The vision, commitment and ingenuity required of Caesar & John Colclough to create this garden is mirrored in the restoration team led by Alan Ryan and David Bawden, and their small but dedicated team of hardworking gardeners, many of whom started with Alan and David as volunteers on the project. Under the umbrella of Hook Tourism work began in July 2010 after a licence was signed with the garden’s owners Coillte Teoranta and in the space of two short years this resilient team, with the goodwill and support of the local community, sponsors and aided in part by a number of government bodies, succeeded in re-opening the Walled Garden to the public in May 2012. The phrase ‘much done, more to do’ is bandied about a lot but it rings true in this instance.

It must have been a significant undertaking creating this garden, starting with the planting of the broadleaf forest that surrounds the garden, then sourcing the stone for the outer wall and making the bricks that line its walls. The stone was gathered from the surrounding fields and the bricks were hand made in the Walled Garden using local estuarine mud and the lime mortar was made in the kiln at the battlement bridge. The lime was mixed with sand and water and holds the Flemish bond courses of brick together in the walls.

Restoring the garden has met with its challenges too, aside from the usual constraints facing a project like this, such as logistic and financial ones, restoring this garden presented its own unique set of tests, including reclaiming the east section which was overrun with laurel and dominated by thirty giant Sitka spruce. Clearing the river shores became a priority after the partially restored garden was submerged in flood waters and tons of gravel on the paths leading up to the garden were swept away. Another storm in 2014 brought down a 130 year old ash tree which fell into the garden, crashing against the wall, close to the glasshouse, thankfully causing minimal damage.
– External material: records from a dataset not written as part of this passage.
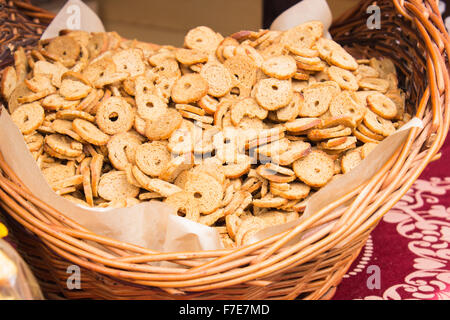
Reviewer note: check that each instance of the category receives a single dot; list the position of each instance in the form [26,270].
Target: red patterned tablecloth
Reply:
[408,254]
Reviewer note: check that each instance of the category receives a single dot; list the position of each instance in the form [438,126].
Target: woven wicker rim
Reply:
[252,264]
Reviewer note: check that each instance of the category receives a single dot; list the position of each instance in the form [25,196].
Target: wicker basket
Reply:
[414,36]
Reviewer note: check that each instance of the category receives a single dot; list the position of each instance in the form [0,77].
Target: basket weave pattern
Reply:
[413,35]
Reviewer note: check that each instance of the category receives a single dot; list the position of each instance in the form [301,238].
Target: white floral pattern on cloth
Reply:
[421,218]
[363,260]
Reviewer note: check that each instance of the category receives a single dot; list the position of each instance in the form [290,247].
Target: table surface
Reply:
[407,256]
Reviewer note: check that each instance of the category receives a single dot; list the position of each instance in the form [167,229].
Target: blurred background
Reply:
[167,21]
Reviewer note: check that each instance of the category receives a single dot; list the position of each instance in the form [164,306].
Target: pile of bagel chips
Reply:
[235,133]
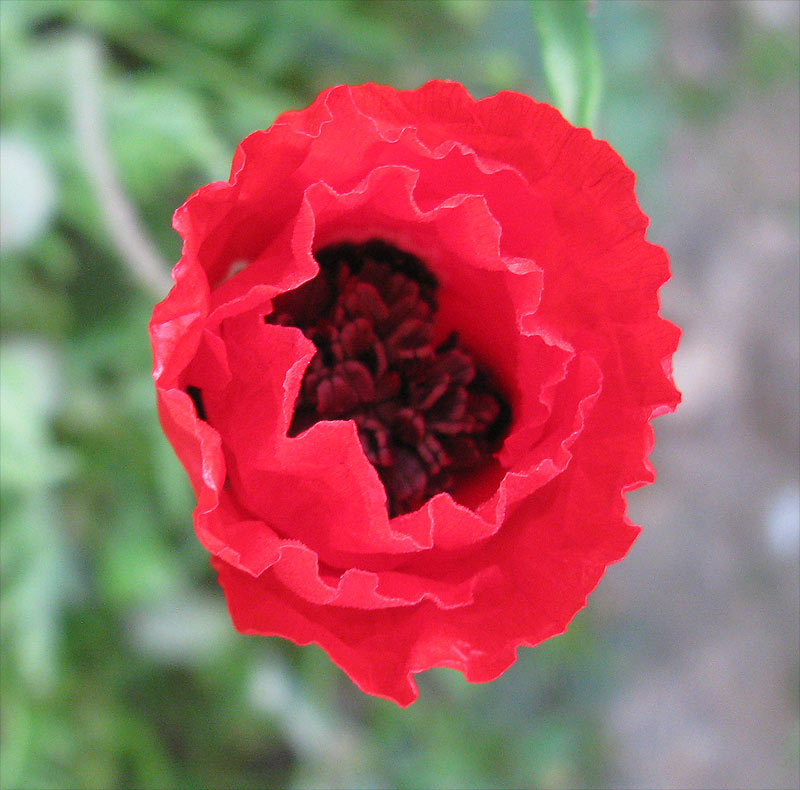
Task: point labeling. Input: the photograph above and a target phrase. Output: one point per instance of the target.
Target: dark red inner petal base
(423, 412)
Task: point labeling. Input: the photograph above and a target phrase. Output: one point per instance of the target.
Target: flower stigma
(424, 413)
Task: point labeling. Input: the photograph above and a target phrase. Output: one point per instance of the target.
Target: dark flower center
(424, 413)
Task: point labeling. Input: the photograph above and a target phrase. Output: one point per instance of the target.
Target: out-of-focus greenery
(119, 664)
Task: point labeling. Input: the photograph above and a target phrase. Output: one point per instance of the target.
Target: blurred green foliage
(119, 665)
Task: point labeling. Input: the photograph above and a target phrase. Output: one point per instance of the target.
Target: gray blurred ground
(707, 602)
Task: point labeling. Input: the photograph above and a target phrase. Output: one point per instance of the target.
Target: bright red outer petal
(532, 229)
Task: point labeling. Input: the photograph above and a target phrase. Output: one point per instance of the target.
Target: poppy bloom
(409, 363)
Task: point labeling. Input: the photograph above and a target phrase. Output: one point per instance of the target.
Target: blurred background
(120, 668)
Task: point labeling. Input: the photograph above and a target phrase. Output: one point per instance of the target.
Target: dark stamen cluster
(423, 412)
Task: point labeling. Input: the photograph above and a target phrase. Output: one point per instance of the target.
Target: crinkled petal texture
(533, 232)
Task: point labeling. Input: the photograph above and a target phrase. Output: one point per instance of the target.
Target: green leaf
(570, 58)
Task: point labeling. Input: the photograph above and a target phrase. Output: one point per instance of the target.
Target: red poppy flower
(409, 363)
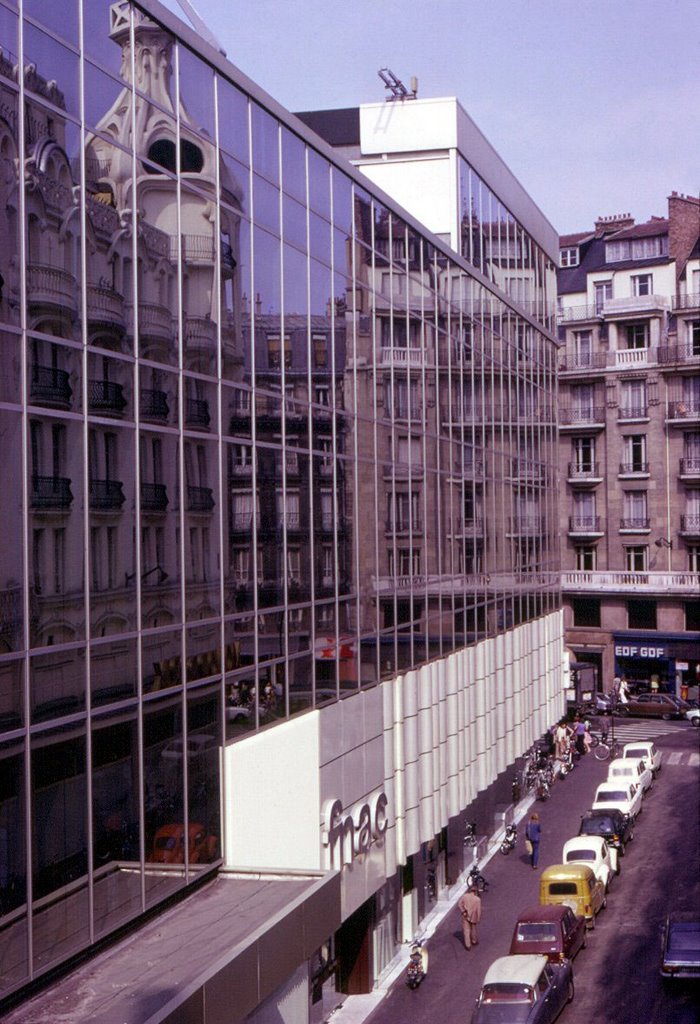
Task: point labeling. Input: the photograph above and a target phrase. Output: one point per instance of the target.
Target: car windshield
(505, 1004)
(533, 932)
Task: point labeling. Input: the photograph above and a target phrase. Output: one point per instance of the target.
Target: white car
(647, 751)
(632, 769)
(621, 796)
(594, 851)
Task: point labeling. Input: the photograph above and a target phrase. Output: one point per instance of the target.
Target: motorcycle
(418, 964)
(510, 840)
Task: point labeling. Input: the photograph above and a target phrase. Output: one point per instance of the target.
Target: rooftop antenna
(396, 86)
(198, 23)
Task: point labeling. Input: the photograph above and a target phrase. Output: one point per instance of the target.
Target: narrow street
(626, 939)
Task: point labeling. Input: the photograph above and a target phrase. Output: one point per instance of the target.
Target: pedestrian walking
(470, 908)
(533, 834)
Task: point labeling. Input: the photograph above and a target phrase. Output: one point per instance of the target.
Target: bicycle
(607, 749)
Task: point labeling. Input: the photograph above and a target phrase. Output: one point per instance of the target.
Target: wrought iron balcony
(51, 493)
(636, 522)
(154, 498)
(105, 396)
(584, 524)
(690, 524)
(200, 500)
(49, 386)
(154, 404)
(197, 413)
(105, 496)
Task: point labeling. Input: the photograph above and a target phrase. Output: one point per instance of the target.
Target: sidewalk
(356, 1009)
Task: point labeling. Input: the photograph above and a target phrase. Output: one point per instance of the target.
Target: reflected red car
(169, 845)
(555, 931)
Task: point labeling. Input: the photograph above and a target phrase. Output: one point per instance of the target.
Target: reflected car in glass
(524, 989)
(555, 931)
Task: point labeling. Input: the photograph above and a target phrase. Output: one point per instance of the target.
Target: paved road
(617, 975)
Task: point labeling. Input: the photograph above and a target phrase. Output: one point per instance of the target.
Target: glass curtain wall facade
(264, 444)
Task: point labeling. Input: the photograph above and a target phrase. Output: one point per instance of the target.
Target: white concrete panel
(272, 781)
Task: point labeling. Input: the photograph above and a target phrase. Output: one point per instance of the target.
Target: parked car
(647, 751)
(524, 989)
(632, 769)
(657, 706)
(594, 851)
(169, 845)
(621, 795)
(681, 947)
(574, 886)
(555, 931)
(615, 828)
(693, 716)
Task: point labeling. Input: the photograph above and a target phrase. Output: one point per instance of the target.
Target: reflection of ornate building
(629, 423)
(277, 498)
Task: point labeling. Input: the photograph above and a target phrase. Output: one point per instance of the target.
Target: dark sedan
(657, 706)
(555, 931)
(615, 827)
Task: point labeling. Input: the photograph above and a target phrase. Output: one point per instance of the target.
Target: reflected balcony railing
(154, 498)
(154, 404)
(635, 523)
(690, 465)
(584, 524)
(105, 306)
(690, 524)
(572, 416)
(200, 500)
(200, 333)
(49, 386)
(105, 495)
(197, 413)
(51, 287)
(51, 493)
(105, 396)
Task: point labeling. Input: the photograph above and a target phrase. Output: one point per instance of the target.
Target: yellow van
(574, 886)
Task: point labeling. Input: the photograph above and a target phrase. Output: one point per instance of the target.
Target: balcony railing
(154, 498)
(585, 473)
(197, 413)
(635, 522)
(51, 493)
(154, 404)
(684, 409)
(573, 416)
(661, 583)
(690, 465)
(49, 386)
(105, 396)
(686, 352)
(632, 412)
(106, 495)
(584, 524)
(200, 500)
(690, 524)
(690, 301)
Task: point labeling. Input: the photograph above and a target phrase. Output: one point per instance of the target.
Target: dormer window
(568, 256)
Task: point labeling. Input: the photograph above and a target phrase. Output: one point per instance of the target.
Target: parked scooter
(418, 964)
(510, 839)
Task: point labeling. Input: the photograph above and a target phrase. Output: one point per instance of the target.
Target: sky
(594, 104)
The magnitude of the task undertaken is reflected in the storyboards dotted around the garden, which show the extent of the dereliction in the garden at the start of the project, and the impressive progress of the restoration project over the past 8 years is comprehensively documented.

The garden borrows gracefully from the natural beauty of its surroundings. The towering woodland canopies outside cocoons the garden providing year-long colour and interest and welcome shelter. The garden walls frame the titian blue sky in picture fashion. The gentle flow of the river provides the natural rhythm of the garden. The overall initial impression is one of calm and peacefulness despite the obvious volume of work required to maintain and develop the garden and the number of people visiting the garden. With its complexity and multitude of sights, sound, scents and tastes this wonderfully sensory garden lives up to its claim to reviving your natural senses.

The Colclough Walled Garden’s logo is based on the original Colclough family coat of arms and like the garden itself it has been reimagined and reinstated to the present. The original crest displayed eagles with a shield and sword coupled with the Latin motto, ‘His Calcabo Gentes’, meaning ‘with these things we control the people (nations)’. The garden’s logo has retained the eagle symbol and has been faithfully reworked replacing Sir Anthony Colclough’s shield and sword with the Georgian garden tools a trenching fork and a manure fork to represent how “with these things” the current custodians, the gardeners, control “nature”.

Open all year round, the garden is a thing of brilliance and beauty, as handsome when it is carpeted in sparkling winter frosts as when it is bathed in full summer sun, a garden for all seasons with its rich historical and natural heritage, once lost but now a paradise restored for all the people of the world to enjoy.